La famille Miron (Miró en Catalan) est une très ancienne maison de Catalogne[1] dont plusieurs des représentants se sont illustrés au cours de l'Histoire, notamment au cours de la reconquête de la péninsule Ibérique par les Rois catholiques.

Subsistante en la majorité de ses branches, elle a toutefois connu un déclin notable à compter de l'abolition des fors des royaumes de la Couronne d'Aragon par Philippe V d'Espagne à la suite de la guerre de Succession, de l'effondrement du pouvoir aragonais en Italie méridionale et de la cession du Duché de Milan à l'Autriche.

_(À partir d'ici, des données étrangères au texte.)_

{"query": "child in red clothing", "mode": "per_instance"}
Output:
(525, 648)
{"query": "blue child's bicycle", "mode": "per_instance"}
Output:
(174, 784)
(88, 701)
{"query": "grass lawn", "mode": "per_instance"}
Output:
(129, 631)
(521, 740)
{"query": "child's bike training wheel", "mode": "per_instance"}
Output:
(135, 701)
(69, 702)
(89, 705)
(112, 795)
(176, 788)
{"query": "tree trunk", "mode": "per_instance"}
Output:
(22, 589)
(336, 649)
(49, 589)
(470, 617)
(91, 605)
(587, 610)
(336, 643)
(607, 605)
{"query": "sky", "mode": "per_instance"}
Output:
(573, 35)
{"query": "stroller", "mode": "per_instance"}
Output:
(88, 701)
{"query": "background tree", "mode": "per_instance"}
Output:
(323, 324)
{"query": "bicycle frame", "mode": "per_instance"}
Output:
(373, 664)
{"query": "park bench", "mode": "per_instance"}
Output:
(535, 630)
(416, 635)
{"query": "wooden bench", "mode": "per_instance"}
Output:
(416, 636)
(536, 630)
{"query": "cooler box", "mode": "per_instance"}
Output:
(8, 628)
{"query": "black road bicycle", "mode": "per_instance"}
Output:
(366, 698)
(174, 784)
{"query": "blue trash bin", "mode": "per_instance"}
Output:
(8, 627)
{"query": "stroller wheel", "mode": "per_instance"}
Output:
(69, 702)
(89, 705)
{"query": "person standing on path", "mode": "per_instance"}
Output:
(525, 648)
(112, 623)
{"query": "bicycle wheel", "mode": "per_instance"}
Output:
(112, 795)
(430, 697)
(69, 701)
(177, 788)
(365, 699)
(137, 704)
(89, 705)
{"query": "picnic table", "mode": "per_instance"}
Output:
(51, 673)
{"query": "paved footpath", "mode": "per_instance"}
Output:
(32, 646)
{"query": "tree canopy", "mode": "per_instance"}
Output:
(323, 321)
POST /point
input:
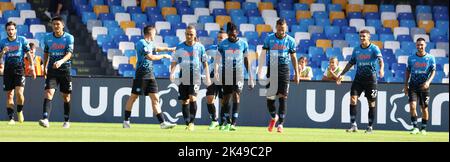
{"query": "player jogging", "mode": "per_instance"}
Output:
(232, 58)
(214, 90)
(419, 74)
(364, 57)
(278, 51)
(14, 49)
(189, 55)
(144, 82)
(58, 49)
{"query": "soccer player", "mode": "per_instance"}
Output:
(38, 68)
(144, 82)
(419, 74)
(58, 49)
(332, 71)
(305, 71)
(233, 56)
(279, 50)
(14, 48)
(214, 90)
(365, 57)
(189, 55)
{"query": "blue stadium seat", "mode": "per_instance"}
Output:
(135, 38)
(340, 22)
(323, 22)
(304, 45)
(301, 6)
(103, 38)
(85, 17)
(408, 23)
(172, 19)
(384, 31)
(253, 13)
(171, 40)
(334, 7)
(348, 29)
(130, 53)
(402, 38)
(31, 21)
(179, 25)
(320, 15)
(249, 5)
(117, 9)
(185, 10)
(164, 3)
(387, 8)
(134, 9)
(374, 22)
(372, 15)
(354, 15)
(124, 67)
(219, 11)
(129, 73)
(10, 13)
(113, 2)
(334, 52)
(198, 4)
(120, 38)
(166, 32)
(236, 12)
(153, 10)
(106, 16)
(405, 16)
(256, 20)
(23, 6)
(285, 6)
(332, 30)
(423, 9)
(139, 18)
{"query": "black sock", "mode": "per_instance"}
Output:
(414, 121)
(424, 124)
(193, 111)
(235, 113)
(224, 113)
(66, 111)
(271, 107)
(47, 108)
(212, 111)
(185, 110)
(160, 118)
(282, 110)
(371, 115)
(19, 108)
(10, 113)
(352, 113)
(127, 115)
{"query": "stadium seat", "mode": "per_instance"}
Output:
(168, 11)
(427, 25)
(127, 24)
(119, 17)
(130, 32)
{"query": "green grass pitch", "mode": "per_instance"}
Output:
(31, 131)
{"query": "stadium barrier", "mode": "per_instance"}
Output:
(311, 104)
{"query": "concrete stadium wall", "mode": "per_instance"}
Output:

Traditionnellement rattachée à la noblesse de robe en France, elle a donné sous l'Ancien Régime plusieurs magistrats célèbres, avant d'être contrainte de prendre d'importantes distances avec la monarchie absolutiste de Louis XIV à la suite de l'épisode de la Fronde.

Origine[modifier | modifier le code]

Selon le Diccionario heráldico y geneálogico de apellidos españoles y americanos, les Miron descendent des Comtes de Pallars et auraient ainsi pour ancêtre le personnage Arnau Mir de Tost, dont la fille Valencia épousa Raymond V de Pallars Jussà en 1056.

Certains témoignages laissent en outre à penser que la maison aurait pour lointains ancêtres des membres de la haute noblesse du Regnum Christianorum de Galice et des Asturies d'origine wisigothique[2]. Bien que le préfixe "mir" soit probablement d'origine germanique[3], cette hypothèse n'est pas vérifiable.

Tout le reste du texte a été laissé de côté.